Cela peut être un signe que la Chine accélère son processus ''d'annexion de la Mer Orientale'', bien que Pékin négocie avec l'ASEAN sur un Code de conduite en Mer Orientale (COC), a-t-il indiqué.

Selon la porte-parole du ministère vietnamien des Affaires étrangères, Lê Thi Thu Hang, dans la promulgation et l'application des documents juridiques nationaux relatifs à la mer, les pays sont tenus de respecter le droit international, les traités internationaux dont ils sont signataires, en particulier Convention des Nations unies sur le droit de la mer de 1982 (UNCLOS).

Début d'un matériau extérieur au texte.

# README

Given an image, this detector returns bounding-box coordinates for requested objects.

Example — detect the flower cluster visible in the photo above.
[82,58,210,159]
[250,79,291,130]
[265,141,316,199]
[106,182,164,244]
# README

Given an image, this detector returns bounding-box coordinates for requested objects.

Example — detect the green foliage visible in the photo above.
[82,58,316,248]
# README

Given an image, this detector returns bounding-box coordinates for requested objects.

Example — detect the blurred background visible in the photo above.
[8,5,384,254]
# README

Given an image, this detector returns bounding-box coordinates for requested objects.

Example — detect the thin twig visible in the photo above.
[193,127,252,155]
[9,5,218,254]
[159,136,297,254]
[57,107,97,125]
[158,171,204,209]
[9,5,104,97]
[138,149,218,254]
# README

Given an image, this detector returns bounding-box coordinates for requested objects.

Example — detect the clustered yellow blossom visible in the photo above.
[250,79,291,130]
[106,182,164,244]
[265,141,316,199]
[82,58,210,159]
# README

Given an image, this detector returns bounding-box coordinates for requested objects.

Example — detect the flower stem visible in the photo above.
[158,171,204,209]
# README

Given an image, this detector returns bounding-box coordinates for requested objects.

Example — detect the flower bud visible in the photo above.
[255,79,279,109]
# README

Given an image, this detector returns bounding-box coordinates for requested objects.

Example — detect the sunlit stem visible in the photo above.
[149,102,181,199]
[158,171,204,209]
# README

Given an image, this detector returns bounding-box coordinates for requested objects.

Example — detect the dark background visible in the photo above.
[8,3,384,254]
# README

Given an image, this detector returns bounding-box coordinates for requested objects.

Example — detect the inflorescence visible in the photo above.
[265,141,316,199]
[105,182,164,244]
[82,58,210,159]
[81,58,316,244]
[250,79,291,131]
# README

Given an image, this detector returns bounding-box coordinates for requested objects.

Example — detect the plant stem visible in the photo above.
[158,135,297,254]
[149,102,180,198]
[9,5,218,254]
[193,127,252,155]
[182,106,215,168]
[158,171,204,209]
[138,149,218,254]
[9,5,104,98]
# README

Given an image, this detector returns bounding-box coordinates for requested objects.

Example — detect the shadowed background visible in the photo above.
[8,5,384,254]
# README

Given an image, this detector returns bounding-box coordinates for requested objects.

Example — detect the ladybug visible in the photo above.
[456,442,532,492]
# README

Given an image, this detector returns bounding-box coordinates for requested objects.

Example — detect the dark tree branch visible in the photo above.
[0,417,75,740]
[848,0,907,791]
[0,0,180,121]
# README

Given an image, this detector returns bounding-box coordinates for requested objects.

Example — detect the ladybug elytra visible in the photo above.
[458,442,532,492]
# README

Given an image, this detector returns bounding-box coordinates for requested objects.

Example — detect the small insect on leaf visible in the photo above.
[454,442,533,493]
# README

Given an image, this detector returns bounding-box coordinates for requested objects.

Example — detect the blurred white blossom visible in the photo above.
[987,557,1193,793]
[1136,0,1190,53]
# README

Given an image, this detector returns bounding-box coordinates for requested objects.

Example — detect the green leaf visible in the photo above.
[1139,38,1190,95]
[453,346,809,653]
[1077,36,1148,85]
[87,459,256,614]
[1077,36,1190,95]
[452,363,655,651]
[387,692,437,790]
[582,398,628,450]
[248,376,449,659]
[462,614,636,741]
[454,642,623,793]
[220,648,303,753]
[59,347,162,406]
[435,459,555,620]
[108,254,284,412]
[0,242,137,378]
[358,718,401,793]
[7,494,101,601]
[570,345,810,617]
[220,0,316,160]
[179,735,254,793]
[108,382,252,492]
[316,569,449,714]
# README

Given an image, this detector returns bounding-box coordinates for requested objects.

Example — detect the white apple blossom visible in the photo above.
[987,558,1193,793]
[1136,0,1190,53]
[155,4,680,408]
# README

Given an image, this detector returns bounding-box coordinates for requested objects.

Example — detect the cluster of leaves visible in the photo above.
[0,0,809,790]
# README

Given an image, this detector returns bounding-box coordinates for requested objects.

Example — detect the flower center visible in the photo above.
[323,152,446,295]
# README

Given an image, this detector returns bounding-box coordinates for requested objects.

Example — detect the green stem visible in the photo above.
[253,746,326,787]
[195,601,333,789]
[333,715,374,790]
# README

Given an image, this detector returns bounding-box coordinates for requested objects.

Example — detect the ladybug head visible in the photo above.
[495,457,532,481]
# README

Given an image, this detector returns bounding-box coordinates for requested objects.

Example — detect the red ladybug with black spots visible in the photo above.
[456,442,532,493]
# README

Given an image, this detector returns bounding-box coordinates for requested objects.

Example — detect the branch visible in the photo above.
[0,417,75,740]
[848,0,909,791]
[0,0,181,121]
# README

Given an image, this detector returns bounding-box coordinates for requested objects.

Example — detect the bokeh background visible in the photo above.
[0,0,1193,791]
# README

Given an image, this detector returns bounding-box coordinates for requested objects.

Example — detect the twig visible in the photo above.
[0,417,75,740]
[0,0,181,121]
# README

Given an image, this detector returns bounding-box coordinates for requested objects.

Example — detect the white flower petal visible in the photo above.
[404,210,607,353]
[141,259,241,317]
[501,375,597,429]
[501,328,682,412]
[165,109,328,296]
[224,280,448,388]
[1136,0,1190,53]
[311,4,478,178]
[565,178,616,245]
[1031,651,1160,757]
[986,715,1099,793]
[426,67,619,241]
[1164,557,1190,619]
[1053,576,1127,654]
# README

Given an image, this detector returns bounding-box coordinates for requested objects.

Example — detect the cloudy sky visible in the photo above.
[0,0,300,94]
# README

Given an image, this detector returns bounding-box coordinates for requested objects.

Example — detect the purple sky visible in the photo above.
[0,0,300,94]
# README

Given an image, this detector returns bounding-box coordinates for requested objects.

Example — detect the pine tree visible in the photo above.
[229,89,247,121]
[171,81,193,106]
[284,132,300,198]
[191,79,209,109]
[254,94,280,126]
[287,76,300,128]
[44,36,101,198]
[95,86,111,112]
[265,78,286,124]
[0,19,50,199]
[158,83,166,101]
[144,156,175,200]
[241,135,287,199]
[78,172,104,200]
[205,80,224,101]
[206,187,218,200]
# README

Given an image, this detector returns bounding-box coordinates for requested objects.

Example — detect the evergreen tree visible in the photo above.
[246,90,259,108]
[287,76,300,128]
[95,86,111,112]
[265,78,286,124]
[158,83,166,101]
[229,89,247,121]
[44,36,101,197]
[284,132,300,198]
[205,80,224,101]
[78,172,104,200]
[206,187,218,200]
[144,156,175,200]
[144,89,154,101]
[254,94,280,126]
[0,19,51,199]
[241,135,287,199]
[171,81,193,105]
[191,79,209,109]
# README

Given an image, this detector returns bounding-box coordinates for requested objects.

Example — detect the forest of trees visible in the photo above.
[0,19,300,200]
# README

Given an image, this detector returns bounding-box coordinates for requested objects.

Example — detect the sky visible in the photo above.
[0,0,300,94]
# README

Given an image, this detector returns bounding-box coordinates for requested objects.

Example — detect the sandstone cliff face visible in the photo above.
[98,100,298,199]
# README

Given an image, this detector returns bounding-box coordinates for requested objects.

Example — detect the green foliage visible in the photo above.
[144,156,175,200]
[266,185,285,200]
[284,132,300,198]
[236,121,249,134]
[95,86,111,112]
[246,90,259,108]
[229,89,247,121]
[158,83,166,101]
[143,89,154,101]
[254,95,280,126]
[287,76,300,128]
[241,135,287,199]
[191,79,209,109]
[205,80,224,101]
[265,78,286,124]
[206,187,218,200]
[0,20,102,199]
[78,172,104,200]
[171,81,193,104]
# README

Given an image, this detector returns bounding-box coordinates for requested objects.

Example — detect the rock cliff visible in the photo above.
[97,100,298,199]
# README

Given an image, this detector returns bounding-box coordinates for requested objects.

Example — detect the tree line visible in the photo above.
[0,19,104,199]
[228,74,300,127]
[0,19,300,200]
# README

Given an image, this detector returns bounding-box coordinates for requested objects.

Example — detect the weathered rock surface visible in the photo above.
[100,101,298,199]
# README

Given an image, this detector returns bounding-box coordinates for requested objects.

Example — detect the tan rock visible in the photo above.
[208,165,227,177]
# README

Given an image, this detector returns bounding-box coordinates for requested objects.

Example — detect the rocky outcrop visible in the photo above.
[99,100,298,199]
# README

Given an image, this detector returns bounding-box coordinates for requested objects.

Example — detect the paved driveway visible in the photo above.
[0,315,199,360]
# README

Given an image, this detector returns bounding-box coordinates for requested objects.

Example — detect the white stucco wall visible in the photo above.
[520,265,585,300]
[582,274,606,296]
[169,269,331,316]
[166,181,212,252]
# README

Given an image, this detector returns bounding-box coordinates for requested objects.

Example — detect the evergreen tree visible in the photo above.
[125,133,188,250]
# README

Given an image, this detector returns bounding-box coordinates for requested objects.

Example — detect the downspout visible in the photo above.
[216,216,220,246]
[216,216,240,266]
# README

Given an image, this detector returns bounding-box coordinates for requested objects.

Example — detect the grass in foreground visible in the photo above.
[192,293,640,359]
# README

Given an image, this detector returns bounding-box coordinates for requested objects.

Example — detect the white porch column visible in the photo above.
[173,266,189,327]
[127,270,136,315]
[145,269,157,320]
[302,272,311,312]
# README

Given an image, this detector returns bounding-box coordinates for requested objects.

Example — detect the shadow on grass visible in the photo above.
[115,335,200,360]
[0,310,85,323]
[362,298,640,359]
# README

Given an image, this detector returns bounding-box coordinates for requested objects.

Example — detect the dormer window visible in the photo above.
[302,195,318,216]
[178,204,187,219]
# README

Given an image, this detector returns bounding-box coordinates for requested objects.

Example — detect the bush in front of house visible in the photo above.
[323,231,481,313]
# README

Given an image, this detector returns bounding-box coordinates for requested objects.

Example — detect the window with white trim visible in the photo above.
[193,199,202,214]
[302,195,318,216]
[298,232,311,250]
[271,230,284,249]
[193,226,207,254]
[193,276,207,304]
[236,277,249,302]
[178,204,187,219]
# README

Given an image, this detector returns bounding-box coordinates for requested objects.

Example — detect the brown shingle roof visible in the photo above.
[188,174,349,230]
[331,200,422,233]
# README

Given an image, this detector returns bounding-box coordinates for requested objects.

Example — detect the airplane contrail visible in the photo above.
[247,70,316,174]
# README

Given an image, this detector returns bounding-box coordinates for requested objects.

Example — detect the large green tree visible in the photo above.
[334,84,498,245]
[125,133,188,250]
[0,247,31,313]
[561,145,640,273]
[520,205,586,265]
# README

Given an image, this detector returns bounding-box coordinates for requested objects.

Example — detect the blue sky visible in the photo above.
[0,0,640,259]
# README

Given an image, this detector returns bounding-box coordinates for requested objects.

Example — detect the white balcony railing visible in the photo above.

Le Vietnam dispose suffisamment de références juridiques et de preuves historiques pour affirmer sa souveraineté sur les archipels de Hoang Sa (Paracels) et Truong Sa (Spratleys), conformément au droit international, a-t-elle affirmé.

En tant qu'État côtier et membre de l’UNCLOS, le Vietnam jouit de la souveraineté, du droit souverain et de la juridiction sur ses eaux qui sont définies conformément à l’UNCLOS, a-t-elle souligné.

Le Vietnam prendra résolument et constamment des mesures conformément au droit international pour protéger ces droits légaux et légitimes, a-t-elle déclaré.

Le Vietnam demande aux pays concernés de respecter la souveraineté, le droit souverain et la juridiction du Vietnam en Mer Orientale et d’appliquer de bonne foi le droit international, l’UNCLOS, de ne pas compliquer la situation, ce pour contribuer activement à l'instauration de la confiance, au maintien de la paix, de la stabilité, à la promotion de l'ordre maritime international et de la sécurité, de la sûreté et de la liberté de la navigation en Mer Orientale.